GitHub - raceli/ccard-lib: C library for estimating cardinality in streams for which it is infeasible to store all events in memory

C library for estimating cardinality in data streams, in which case it is infeasible to store all events in memory.

This library implements a series of cardinality estimating algorithms such as Linear Counting, LogLog Counting, HyperLogLog Counting and Adaptive Counting. For more information about these algorithms please read the Reference section.

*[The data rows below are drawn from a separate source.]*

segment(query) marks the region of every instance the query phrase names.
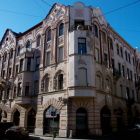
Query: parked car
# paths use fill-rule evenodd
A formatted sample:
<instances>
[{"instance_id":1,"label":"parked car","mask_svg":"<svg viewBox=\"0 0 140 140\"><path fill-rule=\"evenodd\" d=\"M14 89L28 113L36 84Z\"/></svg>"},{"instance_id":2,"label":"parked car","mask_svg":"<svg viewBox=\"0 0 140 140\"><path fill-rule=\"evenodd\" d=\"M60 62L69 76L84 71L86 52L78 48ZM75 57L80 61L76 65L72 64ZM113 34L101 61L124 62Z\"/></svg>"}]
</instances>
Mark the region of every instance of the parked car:
<instances>
[{"instance_id":1,"label":"parked car","mask_svg":"<svg viewBox=\"0 0 140 140\"><path fill-rule=\"evenodd\" d=\"M18 139L26 140L29 137L28 131L25 128L19 126L12 126L5 132L6 138L8 139Z\"/></svg>"},{"instance_id":2,"label":"parked car","mask_svg":"<svg viewBox=\"0 0 140 140\"><path fill-rule=\"evenodd\" d=\"M0 122L0 137L4 137L5 131L12 126L14 126L13 122Z\"/></svg>"}]
</instances>

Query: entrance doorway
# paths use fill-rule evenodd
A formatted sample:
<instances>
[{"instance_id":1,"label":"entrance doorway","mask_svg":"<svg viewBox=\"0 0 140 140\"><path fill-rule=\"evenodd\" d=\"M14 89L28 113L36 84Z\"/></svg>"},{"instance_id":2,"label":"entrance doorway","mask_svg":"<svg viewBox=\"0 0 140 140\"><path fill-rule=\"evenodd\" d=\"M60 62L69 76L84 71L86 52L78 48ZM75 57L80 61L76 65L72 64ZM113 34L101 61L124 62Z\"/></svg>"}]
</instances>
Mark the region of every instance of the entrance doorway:
<instances>
[{"instance_id":1,"label":"entrance doorway","mask_svg":"<svg viewBox=\"0 0 140 140\"><path fill-rule=\"evenodd\" d=\"M88 119L87 111L79 108L76 111L76 136L84 137L88 135Z\"/></svg>"},{"instance_id":2,"label":"entrance doorway","mask_svg":"<svg viewBox=\"0 0 140 140\"><path fill-rule=\"evenodd\" d=\"M31 109L28 112L28 117L27 117L27 130L30 133L34 132L35 129L35 120L36 120L36 112L34 109Z\"/></svg>"},{"instance_id":3,"label":"entrance doorway","mask_svg":"<svg viewBox=\"0 0 140 140\"><path fill-rule=\"evenodd\" d=\"M58 134L59 131L60 112L53 106L49 106L44 111L43 132L44 134Z\"/></svg>"},{"instance_id":4,"label":"entrance doorway","mask_svg":"<svg viewBox=\"0 0 140 140\"><path fill-rule=\"evenodd\" d=\"M107 106L101 109L100 116L102 133L109 134L111 132L111 111Z\"/></svg>"},{"instance_id":5,"label":"entrance doorway","mask_svg":"<svg viewBox=\"0 0 140 140\"><path fill-rule=\"evenodd\" d=\"M13 114L13 122L16 126L19 126L19 121L20 121L20 113L18 110L16 110Z\"/></svg>"}]
</instances>

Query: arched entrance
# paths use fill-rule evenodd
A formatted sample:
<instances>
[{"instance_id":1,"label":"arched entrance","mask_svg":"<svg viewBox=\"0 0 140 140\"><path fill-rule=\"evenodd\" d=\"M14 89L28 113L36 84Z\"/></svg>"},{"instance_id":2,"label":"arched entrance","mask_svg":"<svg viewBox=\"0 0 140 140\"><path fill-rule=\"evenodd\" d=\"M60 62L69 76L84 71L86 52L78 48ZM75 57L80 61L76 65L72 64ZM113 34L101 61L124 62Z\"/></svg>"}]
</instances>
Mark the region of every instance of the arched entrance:
<instances>
[{"instance_id":1,"label":"arched entrance","mask_svg":"<svg viewBox=\"0 0 140 140\"><path fill-rule=\"evenodd\" d=\"M76 136L84 137L88 135L88 117L87 111L84 108L79 108L76 111Z\"/></svg>"},{"instance_id":2,"label":"arched entrance","mask_svg":"<svg viewBox=\"0 0 140 140\"><path fill-rule=\"evenodd\" d=\"M109 134L111 132L111 111L107 106L101 109L100 117L102 133Z\"/></svg>"},{"instance_id":3,"label":"arched entrance","mask_svg":"<svg viewBox=\"0 0 140 140\"><path fill-rule=\"evenodd\" d=\"M16 126L18 126L19 121L20 121L20 112L18 110L16 110L13 114L13 122Z\"/></svg>"},{"instance_id":4,"label":"arched entrance","mask_svg":"<svg viewBox=\"0 0 140 140\"><path fill-rule=\"evenodd\" d=\"M28 112L28 117L27 117L27 130L30 133L34 132L35 129L35 120L36 120L36 112L35 110L32 108L29 112Z\"/></svg>"},{"instance_id":5,"label":"arched entrance","mask_svg":"<svg viewBox=\"0 0 140 140\"><path fill-rule=\"evenodd\" d=\"M43 119L44 134L52 134L54 131L56 132L56 134L58 133L59 118L60 118L60 111L54 108L53 106L49 106L44 111L44 119Z\"/></svg>"}]
</instances>

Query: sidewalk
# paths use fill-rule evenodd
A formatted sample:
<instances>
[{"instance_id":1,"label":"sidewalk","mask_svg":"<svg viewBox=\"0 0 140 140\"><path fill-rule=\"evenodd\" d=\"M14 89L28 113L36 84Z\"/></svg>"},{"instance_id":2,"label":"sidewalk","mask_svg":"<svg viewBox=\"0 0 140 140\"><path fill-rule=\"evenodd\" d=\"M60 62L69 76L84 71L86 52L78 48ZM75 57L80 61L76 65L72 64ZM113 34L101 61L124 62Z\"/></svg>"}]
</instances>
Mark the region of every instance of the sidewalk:
<instances>
[{"instance_id":1,"label":"sidewalk","mask_svg":"<svg viewBox=\"0 0 140 140\"><path fill-rule=\"evenodd\" d=\"M37 140L53 140L53 137L46 137L46 136L36 136L33 134L29 135L32 138L35 138ZM54 140L95 140L95 139L75 139L75 138L54 138Z\"/></svg>"}]
</instances>

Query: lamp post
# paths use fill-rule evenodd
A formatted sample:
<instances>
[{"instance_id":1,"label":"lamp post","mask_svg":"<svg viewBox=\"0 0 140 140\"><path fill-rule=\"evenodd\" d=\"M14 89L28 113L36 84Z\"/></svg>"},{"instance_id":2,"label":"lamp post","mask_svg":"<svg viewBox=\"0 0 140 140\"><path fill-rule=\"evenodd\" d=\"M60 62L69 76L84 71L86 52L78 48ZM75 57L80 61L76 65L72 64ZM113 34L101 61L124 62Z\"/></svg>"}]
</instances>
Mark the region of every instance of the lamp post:
<instances>
[{"instance_id":1,"label":"lamp post","mask_svg":"<svg viewBox=\"0 0 140 140\"><path fill-rule=\"evenodd\" d=\"M53 133L53 140L54 140L54 138L55 138L55 132L54 132L54 117L56 116L56 109L55 109L55 108L51 111L51 116L52 116L52 118L53 118L52 133Z\"/></svg>"}]
</instances>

Building ccard-lib needs scons. Please read scons user guide for more information about it.

Building PHP extension of ccard-lib needs SWIG to be installed. Running unit-tests needs googletest to be installed.

Scons will build and install ccard-lib to your system.

By default ccard-lib will be installed at /usr/local/lib, if you want to change the install directory please replace the "libdir" setting in SConsturct file with your target directory.

SWIG is used to generate PHP extension, please install it before run this command.

scons -c install-php
scons -c install

Source codes should always be formatted before committing by running script util/indent-src in top-dir. It utilized astyle to do the job, so you probably want to install it first. Make sure you install astyle v2.03 or later, as the indenting result differs from previous versions (see here for details)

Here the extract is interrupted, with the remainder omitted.